Adapt. Most allergies require some modifications to the way you go about your life, particularly if you are going to be diligent about avoiding allergens. A health care professional can provide you with specific suggestions for your particular form of allergy. For example, if you have indoor allergies, you will benefit from reducing the amount of plush fabric in your home, including draperies, carpets and upholstery. Regularly vacuum any upholstered furniture, clean your sheets and blankets weekly in hot water, consider purchasing allergy control covers to encase your mattress and pillow, and do not allow pets in your bedroom. If you have a pet allergy, remove pets from the home if possible, and do not allow smoking indoors. Reduce the cockroach population (if you have cockroaches) by keeping the floors and counters clean, limiting your eating to the kitchen and dining areas, and keeping foods in sealed containers. For pollen allergy, keep windows closed during spring and summer nights and get in the habit of changing your clothes after you have been outdoors. Don’t keep a laundry hamper in your bedroom, since pollens that have been carried indoors on your clothes can circulate into the bedroom air. Reducing your exposure to allergens will improve your health and your sense of well-being.

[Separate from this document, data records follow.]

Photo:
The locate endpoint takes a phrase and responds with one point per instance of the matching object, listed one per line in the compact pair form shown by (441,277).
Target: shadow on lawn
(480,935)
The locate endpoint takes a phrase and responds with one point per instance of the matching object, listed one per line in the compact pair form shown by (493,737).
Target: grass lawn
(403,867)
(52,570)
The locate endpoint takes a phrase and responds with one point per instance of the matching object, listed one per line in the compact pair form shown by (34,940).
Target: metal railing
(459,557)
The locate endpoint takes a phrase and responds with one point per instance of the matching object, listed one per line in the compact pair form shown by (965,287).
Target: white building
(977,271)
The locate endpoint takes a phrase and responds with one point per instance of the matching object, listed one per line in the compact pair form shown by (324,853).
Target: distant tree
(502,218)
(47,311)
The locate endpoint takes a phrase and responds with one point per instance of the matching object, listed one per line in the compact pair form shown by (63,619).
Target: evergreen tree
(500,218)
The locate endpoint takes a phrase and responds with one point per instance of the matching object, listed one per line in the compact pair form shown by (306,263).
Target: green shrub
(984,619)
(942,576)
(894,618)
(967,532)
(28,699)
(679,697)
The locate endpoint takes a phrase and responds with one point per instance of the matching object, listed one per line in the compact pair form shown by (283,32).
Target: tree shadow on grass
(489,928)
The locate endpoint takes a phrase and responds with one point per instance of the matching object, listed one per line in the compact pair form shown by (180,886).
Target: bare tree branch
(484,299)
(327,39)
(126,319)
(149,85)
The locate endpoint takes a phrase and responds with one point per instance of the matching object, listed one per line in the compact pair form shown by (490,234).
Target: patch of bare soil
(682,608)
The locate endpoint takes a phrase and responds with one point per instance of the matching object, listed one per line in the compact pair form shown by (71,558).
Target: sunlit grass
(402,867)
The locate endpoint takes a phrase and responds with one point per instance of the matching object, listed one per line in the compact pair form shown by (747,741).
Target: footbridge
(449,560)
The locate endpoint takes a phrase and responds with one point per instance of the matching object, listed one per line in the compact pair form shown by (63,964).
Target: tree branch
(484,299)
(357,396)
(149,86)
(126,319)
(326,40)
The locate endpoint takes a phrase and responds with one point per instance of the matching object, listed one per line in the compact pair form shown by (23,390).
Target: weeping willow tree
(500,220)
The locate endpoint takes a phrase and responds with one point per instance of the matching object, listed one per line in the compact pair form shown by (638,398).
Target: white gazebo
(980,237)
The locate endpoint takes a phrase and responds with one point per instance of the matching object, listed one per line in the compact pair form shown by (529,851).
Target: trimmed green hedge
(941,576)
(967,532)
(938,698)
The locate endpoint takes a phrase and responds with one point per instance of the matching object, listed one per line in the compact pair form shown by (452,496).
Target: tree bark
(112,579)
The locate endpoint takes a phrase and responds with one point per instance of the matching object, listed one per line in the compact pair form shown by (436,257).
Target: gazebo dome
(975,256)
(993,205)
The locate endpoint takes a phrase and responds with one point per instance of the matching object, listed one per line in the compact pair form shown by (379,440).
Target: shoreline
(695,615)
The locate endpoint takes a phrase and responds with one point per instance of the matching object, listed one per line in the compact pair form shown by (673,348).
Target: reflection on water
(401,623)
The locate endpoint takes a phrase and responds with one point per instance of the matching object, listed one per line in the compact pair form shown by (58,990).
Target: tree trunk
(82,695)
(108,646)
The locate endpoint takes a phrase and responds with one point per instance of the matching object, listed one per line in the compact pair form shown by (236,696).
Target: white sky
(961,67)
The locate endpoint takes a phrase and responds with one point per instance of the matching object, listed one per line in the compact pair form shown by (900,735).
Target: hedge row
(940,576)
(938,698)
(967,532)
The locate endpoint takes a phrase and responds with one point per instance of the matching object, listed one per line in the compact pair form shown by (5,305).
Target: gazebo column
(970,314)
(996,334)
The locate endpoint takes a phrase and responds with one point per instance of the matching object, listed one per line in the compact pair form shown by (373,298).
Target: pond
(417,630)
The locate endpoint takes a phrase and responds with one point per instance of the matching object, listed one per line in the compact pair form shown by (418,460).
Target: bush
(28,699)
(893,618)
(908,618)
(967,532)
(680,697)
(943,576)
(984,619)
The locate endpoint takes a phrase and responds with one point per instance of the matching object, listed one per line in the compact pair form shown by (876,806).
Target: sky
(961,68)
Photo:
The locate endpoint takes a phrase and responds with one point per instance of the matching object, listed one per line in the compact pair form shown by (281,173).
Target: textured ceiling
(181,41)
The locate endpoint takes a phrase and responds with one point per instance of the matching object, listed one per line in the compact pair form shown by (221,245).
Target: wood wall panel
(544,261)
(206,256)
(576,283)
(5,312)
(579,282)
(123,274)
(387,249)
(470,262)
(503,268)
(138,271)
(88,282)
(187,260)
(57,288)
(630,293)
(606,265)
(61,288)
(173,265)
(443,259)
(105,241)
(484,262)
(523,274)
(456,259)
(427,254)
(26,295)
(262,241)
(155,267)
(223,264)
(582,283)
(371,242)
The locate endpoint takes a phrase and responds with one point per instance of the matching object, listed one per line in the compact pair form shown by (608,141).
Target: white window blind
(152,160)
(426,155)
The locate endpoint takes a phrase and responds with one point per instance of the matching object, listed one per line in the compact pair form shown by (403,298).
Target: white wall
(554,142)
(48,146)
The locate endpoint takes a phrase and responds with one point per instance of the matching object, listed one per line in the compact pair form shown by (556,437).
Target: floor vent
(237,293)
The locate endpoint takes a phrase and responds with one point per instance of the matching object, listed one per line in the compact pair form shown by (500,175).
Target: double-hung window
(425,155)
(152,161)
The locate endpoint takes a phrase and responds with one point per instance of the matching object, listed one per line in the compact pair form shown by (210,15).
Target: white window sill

Treat promptly. It is easiest to treat allergies early, when you can anticipate an allergy trigger exposure or when feel yourself beginning to develop symptoms.
Educate. Educate yourself, your loved ones and, when appropriate, your co-workers about your allergies in an effort to avoid your allergens. If you have the potential for an anaphylactic reaction, tell the people close to you so they know what to watch for. If you have an EpiPen, make sure your family or roommates and co-workers know where you keep it. If you are a parent of a child with allergies, tell school personnel, child-care providers and the parents of playmates what allergens to avoid and whether or not your child is likely to develop an anaphylactic reaction. If an EpiPen has been prescribed for your child and it will be kept at school, make sure it is not locked within a nurse office that has only limited hours. The EpiPen needs to be kept in a location where it can be accessed with no delay. Most important, teach your child what to avoid and what to do in an emergency.